In: Finance
Assume that you are a Loan Officer at the local bank. Company A wants to get a long-term loan from your bank. Company B wants to get a long-term loan from your bank. Company C also wants to get a long-term loan from your bank.
The TOTAL DEBT RATIO for Company A is .70 and the TIMES INTEREST EARNED RATIO for Company A is .70 for the year.
The TOTAL DEBT RATIO for Company B is .75 and the TIMES INTEREST EARNED RATIO for Company B is 30 for the year.
The TOTAL DEBT RATIO for Company C is .65 and the TIMES INTEREST EARNED RATIO for Company C is 1 for the year.
The Current Ratio for Company A is 1 for the year. The Current Ratio for Company B is 1 for the year.

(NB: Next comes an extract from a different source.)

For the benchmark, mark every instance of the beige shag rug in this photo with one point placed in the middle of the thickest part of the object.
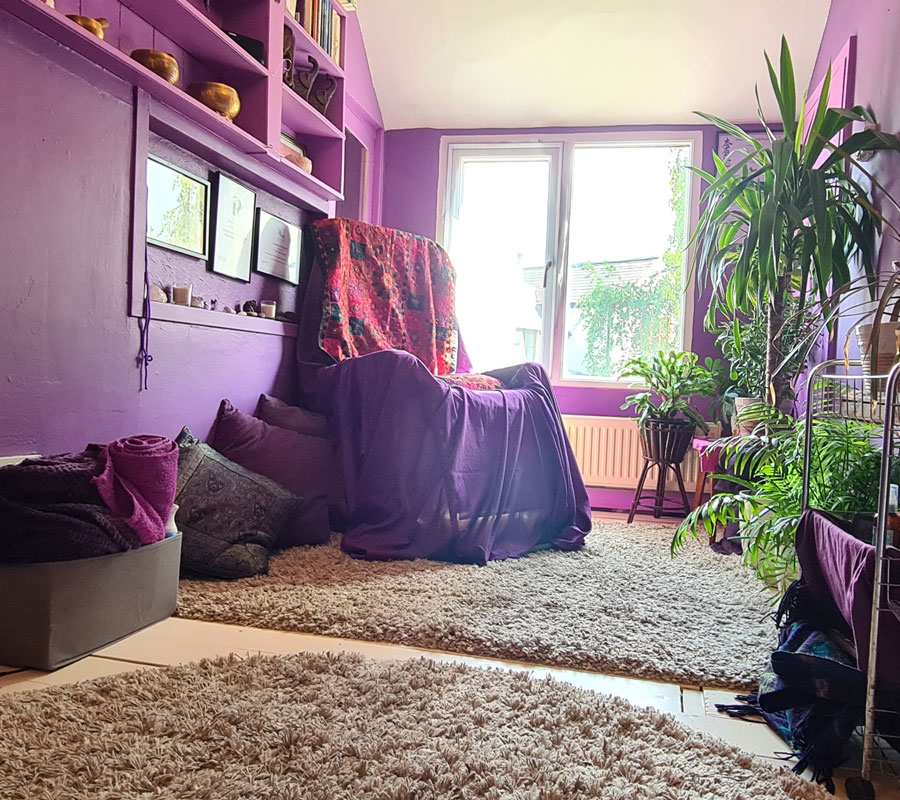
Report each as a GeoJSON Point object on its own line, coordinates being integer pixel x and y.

The Current Ratio for Company C is 1 for the year.
Assume that you only have enough money to lend to one company. Which company would you lend to?
A) Company A
B) Company B
C) Company C
D) You are indifferent amongst Company A and Company B and Company C.
Now for all 3 companies we have 3 ratios:
We will compare one ratio at a time:
1. Total Debt Ratio
For Company A it is 0.7 Company B it is 0.75 and Company C it is 0.65. So the best is of Company C as it has least debt with respect to its total assets. But this does not decide everything. It has lower debt but we also need to see the earning capacity
2. Times Interest Earned Ratio
For Company A it is 0.7 and Company B it is 30 and Company C has 0.65 As we know Times Interest Earned Ratio is the ratio of EBIT (Earnings before interest and Tax) to Total Interest Payable. So if a Company has a ratio higher than 1 than it has earned more EBIT than the Interest Payable. So ratio of 1 means that the interest payable and EBIT are equal thus company would only pay to bank but won't make any profits. Even for ratio of 0.7 it means that the company has EBIT which is 70% of debt payment which means it will default on loans.So the best is of Company B.
3. Current Ratio
The ratio is same for all the companies thus we would be indifferent for the all three. As we know current ratio means that the current assets are enough to pay current liabilities.
From all three ratios Times Interest Earned Ratio is most important as Banker as we provide loan to earn interest only Company B can repay it properly. So Option B is correct.